Data transformation is not solely an upstream engineering function - as use cases proliferate, every analyst or end consumer needs to flexibly transform data to extract value.

However, there are different types of transformations in the overall process, akin to an industrial factory with specialized steps and roles.

  • The first stage in the data factory is squarely in the hands of data engineers who collect the raw assets. Their goal is to ensure the raw feeds match what is expected. This step can include lightweight entity-based organization, and standardization of time modeling.
  • The second stage is in the hands of a data or analytics engineer - here, they establish the base calculations or measurements of interest, map the key entities involved, and associate core attributes. The contours of the business processes emerge at the end of this step.
  • The third stage is either in the hands of analytics engineers or analyst consumers, and this represents a core ongoing challenge in organizations. In this step, meaningful business logic is infused, and data is frequently joined, filtered, aggregated, and pivoted to fully flesh out the business processes and generate outputs for various use cases.

In the third stage, some organizations lean on analytics engineers to heavily pre-compute inside the data platform - but these engineers are surprised at how much ad-hoc code and shadow pipelines ends up being built to extract deeper insights and actionable data. A second order effect is how the consumers feel perpetually under-served.

Other organizations empower their end consumers to twist and turn data with sundry code and no-code tools. However, the rapid growth of chaotic transformations leading to inconsistencies frustrates the upstream analytics engineers.

In either scenario,  the analysts, who in the middle between the engineers and end consumers, struggle - in the former, they become a service desk writing a lot of ad-hoc code, and in the latter, they spend their time playing reconciliation cops across teams and tools.
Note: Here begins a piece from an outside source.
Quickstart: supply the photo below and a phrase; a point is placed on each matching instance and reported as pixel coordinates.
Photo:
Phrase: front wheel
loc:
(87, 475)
Where do we go from here? The key is realizing that use cases today demand fast and flexible data outputs. A data-infused culture is synonymous with this flexibility, but without sacrificing consistency.
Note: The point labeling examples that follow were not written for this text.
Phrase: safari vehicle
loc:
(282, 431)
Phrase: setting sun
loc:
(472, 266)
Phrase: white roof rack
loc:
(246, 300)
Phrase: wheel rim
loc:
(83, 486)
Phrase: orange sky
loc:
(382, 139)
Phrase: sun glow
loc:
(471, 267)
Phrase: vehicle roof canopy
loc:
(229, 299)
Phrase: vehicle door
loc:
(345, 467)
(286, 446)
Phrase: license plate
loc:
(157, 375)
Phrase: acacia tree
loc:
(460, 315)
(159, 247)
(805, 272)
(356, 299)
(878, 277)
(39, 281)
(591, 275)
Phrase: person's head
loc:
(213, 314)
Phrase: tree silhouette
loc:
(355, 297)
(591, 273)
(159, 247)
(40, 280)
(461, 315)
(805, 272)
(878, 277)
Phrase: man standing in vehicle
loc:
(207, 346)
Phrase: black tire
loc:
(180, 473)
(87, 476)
We must also realize that we have to meet consumers where they are in their operational workflows. To pretend that analytics engineers can anticipate and service all the needs of the consumer is folly.
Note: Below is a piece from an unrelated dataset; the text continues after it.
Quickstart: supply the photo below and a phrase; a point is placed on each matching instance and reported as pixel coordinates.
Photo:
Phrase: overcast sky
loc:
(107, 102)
So, if analytics engineers can shape the building blocks on the data platform with rich metadata, the next generation of consumption tools needs to push the frontier of what’s possible by democratizing flexible yet reliable consumption for data analysts, product managers, the FP&A experts, logistics specialists, rev ops experts, and so on. This will enable end consumers to get what they need when they need it.

We are excited to be working on this and pushing this frontier forward.